The non-profit S.S. Columbia Project is in the process of kicking off a year-long fundraising campaign for the restoration of a 1902 passenger steamboat, which would serve as a mobile event space for residents of the Hudson River Valley. The organization wanted a responsive website that would immediately capture the attention and support of the public with engaging storytelling and interactions. In addition, our extensive research and contextual inquiry process led us to develop a crowdfunding platform that would serve as the site's minimum viable product going forward.
As the design communication lead and client liaison for the project, I was primarily responsible for coordinating work with client stakeholders and developing and finalizing the project presentation, as well as the project's research report. This required a great deal of copywriting, content strategy, and research. In addition, I supplemented our extensive comparative and competitive analyses by conducting contextual inquiries and on-site interviews at several NYC cultural attractions.
Step 1: Client Meeting & Heuristic Analysis of Existing Site and Competitors
After receiving the client brief, our team organized itself according to member strengths prior to our first meeting with the S.S. Columbia Project's executive director, Liz McEnaney. Following the formal project kickoff, the team developed comprehensive heuristic and competitive analyses examining the usability of the S.S. Columbia Project's existing site.
Step 2: Survey, User Interviews, and Contextual Inquiries
Using TypeForm, we transmitted a survey designed to analyze the online behavior and donation habits of visitors to websites for cultural sites and foundations. We received 43 responses and determined that over 65% of those surveyed had given to a cause or campaign using Kickstarter and other fundraising platforms. In order to discover how people find and support interesting cultural attractions and event spaces outside of the web browser, Andrew and I visited the McKittrick Hotel, High Line, and Jane Hotel in NYC. We interviewed 7 visitors, asking in-depth questions about why they make charitable donations and how they discover compelling cultural experiences.
Step 3: Initial Paper Prototyping and User Testing
Using a combination of paper sketches provided by Haiyan and Axure print-outs from Val, we asked more than 10 peers to navigate and provide usability thoughts on our preliminary landing page. Using their feedback, we determined the strengths of our initial prototype and prepared and began making changes to our designs while compiling our research.
Step 4: User Persona Development
We combined our research, contextual inquiry, user testing, and interview findings into 5 personas that reflected the typical users that the S.S. Columbia Project would need to win over with the new site. I developed the copy for each persona, determining that Amy, "the Good Samaritan", would represent the primary user and that her use case scenario would guide the development of the site's minimum viable product. Our research helped us determine that an effective crowdfunding platform would serve as the spine of the new website.

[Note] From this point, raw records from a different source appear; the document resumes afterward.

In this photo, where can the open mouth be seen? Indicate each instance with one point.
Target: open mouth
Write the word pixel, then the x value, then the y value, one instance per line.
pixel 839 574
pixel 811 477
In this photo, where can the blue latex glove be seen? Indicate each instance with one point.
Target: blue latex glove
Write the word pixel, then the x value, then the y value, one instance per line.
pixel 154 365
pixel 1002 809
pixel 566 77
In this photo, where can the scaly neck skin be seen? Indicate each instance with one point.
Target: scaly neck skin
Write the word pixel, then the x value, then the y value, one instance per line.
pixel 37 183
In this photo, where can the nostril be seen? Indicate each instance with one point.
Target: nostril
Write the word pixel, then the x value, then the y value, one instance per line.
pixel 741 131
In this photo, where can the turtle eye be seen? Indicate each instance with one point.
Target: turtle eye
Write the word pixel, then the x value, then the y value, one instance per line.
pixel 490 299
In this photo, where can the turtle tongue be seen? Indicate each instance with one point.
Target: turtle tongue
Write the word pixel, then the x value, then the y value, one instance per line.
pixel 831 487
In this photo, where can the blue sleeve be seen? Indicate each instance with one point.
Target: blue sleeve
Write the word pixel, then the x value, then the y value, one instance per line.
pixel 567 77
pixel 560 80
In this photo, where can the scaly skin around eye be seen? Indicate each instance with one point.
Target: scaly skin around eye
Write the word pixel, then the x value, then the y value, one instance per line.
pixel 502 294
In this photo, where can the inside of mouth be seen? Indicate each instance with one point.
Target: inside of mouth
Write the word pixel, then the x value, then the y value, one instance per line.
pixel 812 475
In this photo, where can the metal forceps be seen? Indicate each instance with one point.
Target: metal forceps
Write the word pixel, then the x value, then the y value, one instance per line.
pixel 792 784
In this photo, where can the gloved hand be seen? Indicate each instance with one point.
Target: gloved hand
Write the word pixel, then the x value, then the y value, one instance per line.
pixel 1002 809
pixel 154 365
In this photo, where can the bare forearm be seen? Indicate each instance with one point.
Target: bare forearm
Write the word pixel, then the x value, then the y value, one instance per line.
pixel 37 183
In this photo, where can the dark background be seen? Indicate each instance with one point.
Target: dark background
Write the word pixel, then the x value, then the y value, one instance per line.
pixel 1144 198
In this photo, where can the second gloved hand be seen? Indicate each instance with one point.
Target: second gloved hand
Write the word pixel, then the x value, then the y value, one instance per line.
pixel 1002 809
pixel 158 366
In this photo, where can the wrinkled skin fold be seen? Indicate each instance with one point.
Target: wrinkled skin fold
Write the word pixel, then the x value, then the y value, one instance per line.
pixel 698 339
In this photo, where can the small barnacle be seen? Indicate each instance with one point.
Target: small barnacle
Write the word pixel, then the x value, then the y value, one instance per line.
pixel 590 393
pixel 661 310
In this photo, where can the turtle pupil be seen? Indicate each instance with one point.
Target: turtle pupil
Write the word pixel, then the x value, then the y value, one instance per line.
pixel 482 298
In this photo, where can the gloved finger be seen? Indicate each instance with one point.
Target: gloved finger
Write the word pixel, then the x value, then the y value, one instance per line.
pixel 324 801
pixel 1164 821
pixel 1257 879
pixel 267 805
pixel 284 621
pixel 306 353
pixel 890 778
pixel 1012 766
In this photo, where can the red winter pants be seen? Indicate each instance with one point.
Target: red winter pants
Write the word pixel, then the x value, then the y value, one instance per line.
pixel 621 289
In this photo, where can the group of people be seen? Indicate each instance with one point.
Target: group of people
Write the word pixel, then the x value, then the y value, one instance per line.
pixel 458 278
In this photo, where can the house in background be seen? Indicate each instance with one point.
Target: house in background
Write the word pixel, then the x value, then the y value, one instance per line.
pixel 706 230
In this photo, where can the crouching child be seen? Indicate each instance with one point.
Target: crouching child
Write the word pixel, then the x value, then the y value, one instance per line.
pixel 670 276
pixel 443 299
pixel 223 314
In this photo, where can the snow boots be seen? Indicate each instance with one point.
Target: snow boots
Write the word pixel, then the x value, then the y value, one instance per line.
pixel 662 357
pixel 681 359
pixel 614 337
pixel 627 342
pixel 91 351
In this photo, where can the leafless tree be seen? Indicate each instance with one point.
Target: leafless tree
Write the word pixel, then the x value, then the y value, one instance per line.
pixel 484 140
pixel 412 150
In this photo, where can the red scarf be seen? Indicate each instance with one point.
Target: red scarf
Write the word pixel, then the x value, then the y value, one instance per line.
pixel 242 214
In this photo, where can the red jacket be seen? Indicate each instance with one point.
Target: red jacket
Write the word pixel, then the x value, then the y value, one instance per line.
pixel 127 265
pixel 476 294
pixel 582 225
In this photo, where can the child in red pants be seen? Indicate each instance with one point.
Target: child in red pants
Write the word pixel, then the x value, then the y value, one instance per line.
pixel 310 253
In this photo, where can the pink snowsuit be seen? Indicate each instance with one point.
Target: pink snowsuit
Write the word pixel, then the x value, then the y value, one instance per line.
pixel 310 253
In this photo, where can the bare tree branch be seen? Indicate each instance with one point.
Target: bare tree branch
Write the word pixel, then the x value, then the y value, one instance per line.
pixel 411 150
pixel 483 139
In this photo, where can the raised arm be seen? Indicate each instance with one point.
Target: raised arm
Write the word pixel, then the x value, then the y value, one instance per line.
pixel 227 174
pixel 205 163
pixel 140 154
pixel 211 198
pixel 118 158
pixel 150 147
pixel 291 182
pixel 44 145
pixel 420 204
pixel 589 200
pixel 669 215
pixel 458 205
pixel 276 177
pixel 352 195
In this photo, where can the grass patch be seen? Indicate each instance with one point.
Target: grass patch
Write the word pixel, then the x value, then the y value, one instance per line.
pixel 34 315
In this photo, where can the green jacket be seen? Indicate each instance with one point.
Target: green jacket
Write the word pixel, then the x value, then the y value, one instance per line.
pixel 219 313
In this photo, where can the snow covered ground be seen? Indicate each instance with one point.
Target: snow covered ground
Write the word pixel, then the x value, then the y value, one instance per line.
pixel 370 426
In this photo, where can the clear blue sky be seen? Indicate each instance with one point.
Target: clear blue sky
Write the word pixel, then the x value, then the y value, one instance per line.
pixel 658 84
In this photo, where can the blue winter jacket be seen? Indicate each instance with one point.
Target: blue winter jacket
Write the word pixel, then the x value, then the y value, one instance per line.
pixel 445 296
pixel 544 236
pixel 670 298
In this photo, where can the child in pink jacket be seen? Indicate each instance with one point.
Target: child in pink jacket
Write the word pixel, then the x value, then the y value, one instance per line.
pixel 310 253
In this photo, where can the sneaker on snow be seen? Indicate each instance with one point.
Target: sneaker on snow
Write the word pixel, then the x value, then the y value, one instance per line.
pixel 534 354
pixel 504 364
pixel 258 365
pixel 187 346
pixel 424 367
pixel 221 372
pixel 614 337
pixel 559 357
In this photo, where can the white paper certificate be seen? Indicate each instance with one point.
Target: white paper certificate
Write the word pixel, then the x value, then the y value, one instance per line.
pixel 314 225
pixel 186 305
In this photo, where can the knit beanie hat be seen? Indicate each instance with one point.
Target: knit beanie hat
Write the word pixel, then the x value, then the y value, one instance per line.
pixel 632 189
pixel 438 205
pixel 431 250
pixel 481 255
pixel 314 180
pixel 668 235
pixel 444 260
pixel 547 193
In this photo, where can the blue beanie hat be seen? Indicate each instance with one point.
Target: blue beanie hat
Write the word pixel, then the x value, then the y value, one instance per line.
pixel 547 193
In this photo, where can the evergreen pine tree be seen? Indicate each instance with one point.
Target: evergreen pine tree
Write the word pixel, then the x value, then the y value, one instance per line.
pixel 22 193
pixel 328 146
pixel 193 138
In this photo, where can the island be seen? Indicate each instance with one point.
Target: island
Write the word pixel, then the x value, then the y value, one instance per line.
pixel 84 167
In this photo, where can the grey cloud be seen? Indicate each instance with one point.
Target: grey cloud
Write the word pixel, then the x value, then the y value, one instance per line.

Step 5: Wireframe Build and Further Testing
Following the creation of Amy and the primary use case scenario, the team began designing (and iterating) clickable wireframes of the site in Axure. The team continued to refine and add visual design elements to the wireframes throughout the testing process.
Step 6: Prototype Build and Presentation
After two weeks of hard work, we presented our finalized prototype and research report to the client at General Assembly. We followed an introduction and overview of the project in Keynote with an in-depth demonstration of the primary use case scenario in Axure. After the S.S. Columbia Project stakeholders provided us with feedback, they formally invited us to become honorary crew members of the S.S. Columbia and to continue working on the project outside of the General Assembly classroom.